Once sought by Indians who believed that its bill possessed magical powers, the bird also was hunted for its feathers so they could adorn women's hats. Loss of habitat was its main threat, however.

Washington Post Articles:
*Woodpecker Thought Extinct Rediscovered
*Ark. Man Recalls Finding Rare Woodpecker
*Extinct? After 60 Years, Woodpecker Begs to Differ
*Rare Woodpecker's Home Remote, Dangerous
*Delta Towns Hope Woodpecker Brings Riches
* Ark. Bird Festival Revamped for Woodpecker

*Tim Gallagher, author, The Grail Bird: Hot on the Trail of the Ivory-billed Woodpecker.
The Nature Conservancy:

Naturalist Walk In Rock Creek Park

Early May is an exciting time for bird enthusiasts. It's when thousands of migratory birds fly through the Washington area, and help usher in the warm weather with their unique calls and songs. WAMU's Sarah Hughes accompanied the Audubon Naturalist Society's Stephanie Mason on a walk through Rock Creek Park, to seek out some of these newly arrived visitors.

The Naturalist Society conducts a free walk for beginning birders every Saturday morning.

Listen to the walk through the park on NPR.

For more information, visit Audubon Naturalist Society website.

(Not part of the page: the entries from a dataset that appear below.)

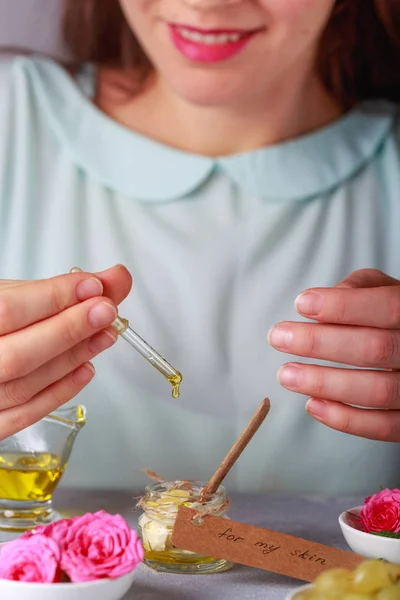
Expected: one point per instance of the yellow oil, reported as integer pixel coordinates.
(177, 557)
(175, 381)
(29, 477)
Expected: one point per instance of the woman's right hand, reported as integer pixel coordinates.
(49, 331)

Field Trip To Bombay Hook And Little Creek May 14th

On Saturday May 14, 2005, DC Audubon will take a field trip to Bombay Hook NWR to see the phenomenal migration of shore birds. This trip is a great opportunity to see thousands of sandpipers, plovers and avocets. One birder beautifully referred to this field trip, as “essential to truly enjoy the annual spectacle of migration” and when “birder’s hopes…are renewed every year at this time.”

Directions and tentative spots to visit:
Directions: From the DC area, get on Rte. 50 heading east. Cross the Bay Bridge. Once on the Eastern Shore, take Rte. 301 northeast (this splits off from Rte. 50). Go about 34 miles from this point and turn right on Rte. 300.which runs east through farmland. Go 15 miles to Kenton, Delaware. At the traffic light in Kenton go right on Del. 42, which ends after 9 miles in Leipsic, crossing Rte. 13 en route. (Be very careful in Delaware, there are lots of speed traps in these towns). Go left (north) in Leipsic on Rte. 9 1.5 miles to the Bombay Hook entrance sign and turn right. We will meet at the Visitor's Center.

After Bombay Hook, we will head south to Little Creek and in the town take a left at the Post Office onto Port Mahon Rd. The next stop farther south will be to Pickering Beach which is a few miles south and a left off of Rte. 9 onto Pickering Beach Rd.

If you have a car and can help carpool, please let me know. If you need a ride, please let me know that as well, so I can try to make sure everybody who needs a ride has one. For carpooling, we will meet at the Bread and Chocolate cafĂ©/bakery on Capitol Hill at the corner of 7th and Pennsylvania Ave SE at 7 am. If you prefer to meet at Bombay Hook, we should be at the Visitor’s Center by 10 am. We will caravan from one place to the next over the course of the day.

Sunscreen and insect repellent will certainly add to your birding pleasure in these marshy areas. Lunch or snacks and plenty of water are a good idea, too.